Franzi, a professional CEO peer group facilitator, says the idea for peer groups took off in the 1930s with the publication of the book Think and Grow Rich by Napoleon Hill. The book introduced the concept of master mind alliances. Business owner roundtables, executive forums and peer groups have been growing ever since.
Some of the most successful organizations offering this peer-to-peer learning include Vistage (formerly known as TEC, for The Executive Committee), Renaissance Executive Forums, Inner Circle, EO (Entrepreneurs Organization) and TAB (The Alternative Board). Typically, the groups meet monthly and contain 10 to 16 business owner members.
Personally, I have belonged to many CEO peer groups and have derived great benefit. Here are Franzi’s 10 reasons why a business owner or chief executive should join a CEO peer group:
1. Safe Haven
Confidentiality allows each member to be totally open about issues. It provides a safe environment where a CEO can work through topics that he or she is unable to discuss with others directly associated with their business.
2. Solid Reasoning
When a CEO peer group is working on a challenge for one of their members, having diverse perspectives can pay huge dividends for the quality of the discussion and the depth of the exploration undertaken.
3. Real Feedback
When a peer member asks for unfiltered feedback, he or she gets just that. Truth can be hard to swallow sometimes, but it is good for business leaders to have their ideas challenged sometimes.

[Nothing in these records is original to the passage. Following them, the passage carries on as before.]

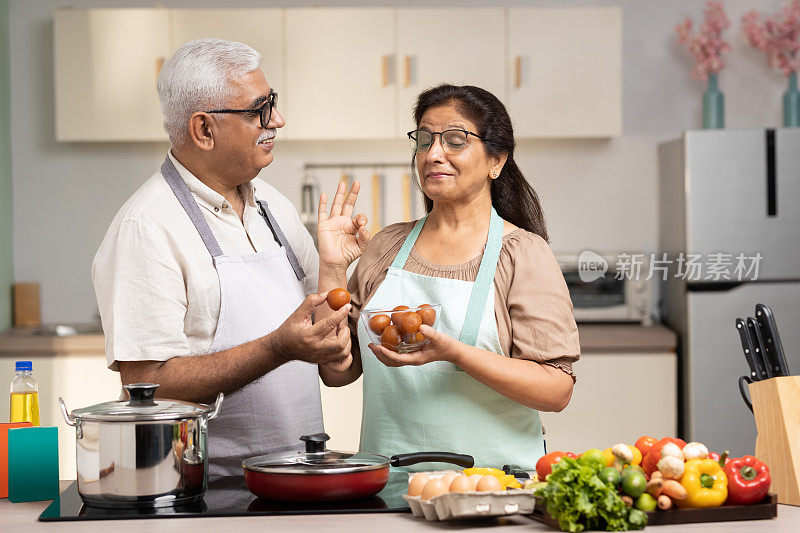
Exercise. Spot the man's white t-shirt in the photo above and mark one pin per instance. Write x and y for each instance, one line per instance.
(156, 285)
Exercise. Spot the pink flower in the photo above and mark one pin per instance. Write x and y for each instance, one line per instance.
(778, 37)
(707, 46)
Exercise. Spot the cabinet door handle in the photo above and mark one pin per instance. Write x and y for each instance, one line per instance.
(159, 65)
(384, 70)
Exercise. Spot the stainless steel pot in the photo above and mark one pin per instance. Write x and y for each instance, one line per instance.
(142, 453)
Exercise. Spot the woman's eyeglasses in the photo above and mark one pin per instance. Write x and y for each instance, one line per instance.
(264, 111)
(453, 140)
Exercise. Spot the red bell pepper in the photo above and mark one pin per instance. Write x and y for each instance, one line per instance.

The CEO peer group allows the executive to create their own personal guidance system. This steering committee of seasoned pros can be helpful when charting a course through difficult waters.
The element of accountability can be underestimated by members when they are new to a CEO peer group. Everyone, from time to time, can benefit from having a respected peer hold their feet to the fire.
The power of a CEO peer group includes the ability to focus the collective awareness of many executives on one specific issue. The result is an intensity of thought capable of delivering much greater mental energy.
An ever present challenge for CEOs is to continue to discover information previously not known to them. When a member receives new information from the group, it is as if a light goes on for them and they can see clearer.
The power a CEO peer group creates in its members a new structure for gathering fresh insights The groups not only help solve problems, they help members grow as a leader and as a person.
Most businesses, even successful ones, can develop organizational inertia that is hard to overcome. A CEO peer group can give members “escape velocity” to free them from earth bound issues (at least for half a day each month).
The majority of new businesses fail. By sharing in the wisdom of others, the CEO can increase the chance of the firm to survive and thrive. By taking this one simple act, CEOs begin to turn the odds in their favor.
“Most executives who join a CEO peer group stay in the program,” says Franzi, who estimates the renewal rate to be 80%. “The reason they remain are as varied as the individual members. But the power of the process is undeniable.”